Maximizing Efficiency and Regulatory Clarity
The powerful capabilities of AI to facilitate compliance while maximizing efficiency start with cannabis production.
Cultivators are using specialized software and sensors to automate their grow cycles, enabling higher levels of precision in plant feeding, irrigation and lighting, thus reducing resource waste.
At the same time, cultivation managers can monitor the overall impact of tweaks to their processes to optimize production time.
At harvest, cultivation managers can also tap AI to automatically record and input plant weights for compliance tracking—and having that data on their yields helps to further inform their methodologies for maximum output.
That’s one way to collect data smartly and stay compliant. And it’s happening elsewhere throughout the industry.
One of the other issues for cannabis operators is that regulations seem to change by the minute, especially in emerging markets. It’s a challenge to stay on top of this, especially if you’re a multi-state operator. You could go to every rule-making meeting, but who’s got the time?
If you’re a product manufacturer, you need to be in the know about any changes to requirements for packaging and product labeling, for example. AI can be utilized to hunt 24/7 for the relevant information you need as it’s developed by state and local regulatory agencies,
and to notify your company’s designated compliance person about upcoming new rules that are relevant to your business so you can get out ahead of them.
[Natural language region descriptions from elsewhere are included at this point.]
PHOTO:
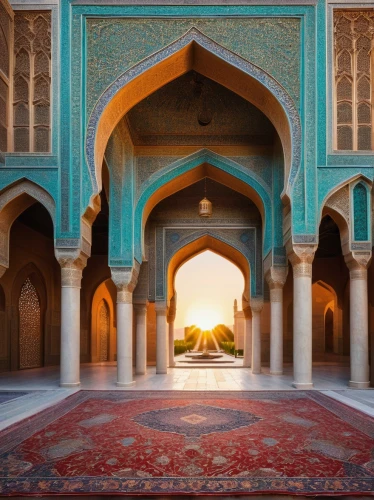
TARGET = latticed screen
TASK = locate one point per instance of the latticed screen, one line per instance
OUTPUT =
(32, 76)
(354, 56)
(104, 330)
(5, 29)
(30, 335)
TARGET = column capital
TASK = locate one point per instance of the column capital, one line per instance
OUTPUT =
(172, 310)
(72, 262)
(301, 258)
(358, 263)
(276, 277)
(257, 303)
(125, 279)
(140, 307)
(161, 307)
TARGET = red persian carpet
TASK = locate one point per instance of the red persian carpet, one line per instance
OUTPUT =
(138, 442)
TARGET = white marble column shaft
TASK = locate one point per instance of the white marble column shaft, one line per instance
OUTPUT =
(276, 278)
(70, 326)
(171, 344)
(125, 280)
(141, 338)
(301, 261)
(359, 336)
(124, 339)
(161, 339)
(256, 307)
(247, 358)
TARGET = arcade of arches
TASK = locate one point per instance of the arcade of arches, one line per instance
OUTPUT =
(315, 306)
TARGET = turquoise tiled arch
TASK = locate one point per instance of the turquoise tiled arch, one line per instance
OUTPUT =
(174, 170)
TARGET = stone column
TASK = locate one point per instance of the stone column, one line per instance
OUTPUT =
(247, 358)
(301, 259)
(276, 278)
(359, 336)
(171, 318)
(256, 307)
(141, 338)
(125, 280)
(161, 338)
(71, 277)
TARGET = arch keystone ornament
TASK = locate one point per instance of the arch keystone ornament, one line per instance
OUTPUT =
(301, 258)
(194, 51)
(13, 201)
(125, 279)
(358, 263)
(72, 262)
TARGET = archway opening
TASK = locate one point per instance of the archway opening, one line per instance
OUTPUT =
(195, 52)
(330, 278)
(30, 333)
(207, 314)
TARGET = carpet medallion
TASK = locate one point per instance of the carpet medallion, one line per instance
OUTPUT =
(183, 443)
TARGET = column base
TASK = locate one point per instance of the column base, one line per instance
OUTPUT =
(298, 385)
(125, 384)
(68, 384)
(358, 385)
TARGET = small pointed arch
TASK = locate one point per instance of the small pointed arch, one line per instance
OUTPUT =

How AI Boosts Retail Compliance—and Sales
The importance of harnessing AI for compliant cannabis retail became critical this year amid the pandemic-altered purchasing model, with online ordering becoming more prevalent and delivery services playing a much bigger role in some states.
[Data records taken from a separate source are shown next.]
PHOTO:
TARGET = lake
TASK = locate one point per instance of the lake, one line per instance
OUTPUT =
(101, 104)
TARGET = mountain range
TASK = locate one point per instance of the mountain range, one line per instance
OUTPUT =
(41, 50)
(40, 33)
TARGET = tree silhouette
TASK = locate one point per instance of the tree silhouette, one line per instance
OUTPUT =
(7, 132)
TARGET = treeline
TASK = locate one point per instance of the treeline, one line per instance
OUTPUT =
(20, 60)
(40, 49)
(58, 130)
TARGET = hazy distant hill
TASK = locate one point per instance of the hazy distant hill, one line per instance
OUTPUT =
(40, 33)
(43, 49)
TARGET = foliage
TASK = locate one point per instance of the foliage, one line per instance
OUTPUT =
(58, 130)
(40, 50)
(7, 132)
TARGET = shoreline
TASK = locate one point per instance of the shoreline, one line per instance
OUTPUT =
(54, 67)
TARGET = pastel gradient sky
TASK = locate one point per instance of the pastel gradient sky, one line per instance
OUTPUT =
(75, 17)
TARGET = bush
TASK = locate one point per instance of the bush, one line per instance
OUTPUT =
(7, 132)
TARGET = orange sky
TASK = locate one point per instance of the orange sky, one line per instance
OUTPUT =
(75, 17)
Lengthy in-person conversations between budtenders and customers aren’t ideal in the era of mandatory mask measures and social distancing, and here’s where AI can really shine in the dispensary setting: By ensuring compliant sales transactions and value-added predictive upselling with minimal interaction and time in store.
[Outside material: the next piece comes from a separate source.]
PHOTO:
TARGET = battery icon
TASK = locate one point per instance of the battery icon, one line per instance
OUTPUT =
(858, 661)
New self-checkout solutions enable customers to place their orders online, or in-store at freestanding order-fulfillment kiosks that are programmed to prevent orders from exceeding established limits and ensure taxes are properly reported.
With some of these in-store kiosks, including a solution my colleagues and I developed called anna, all transactions are double-checked and customer IDs verified by dispensary staff to further ensure compliance.
The customer data facilitates special cross-promotions and predictive product suggestions. And customer privacy is protected by key algorithmic guardrails around the data that categorize customers into demographic cohorts, not individual purchasers, along with collecting information on general sales trends.
For example, a 28-year-old male customer purchasing flower and concentrate would receive different cross-promotions than a 42-year-old female purchasing edibles.
AI-powered technologies are reshaping how cannabis companies approach and maintain compliant operations—and this is only the beginning. A vast sea of exciting AI-powered possibilities lies on the near horizon.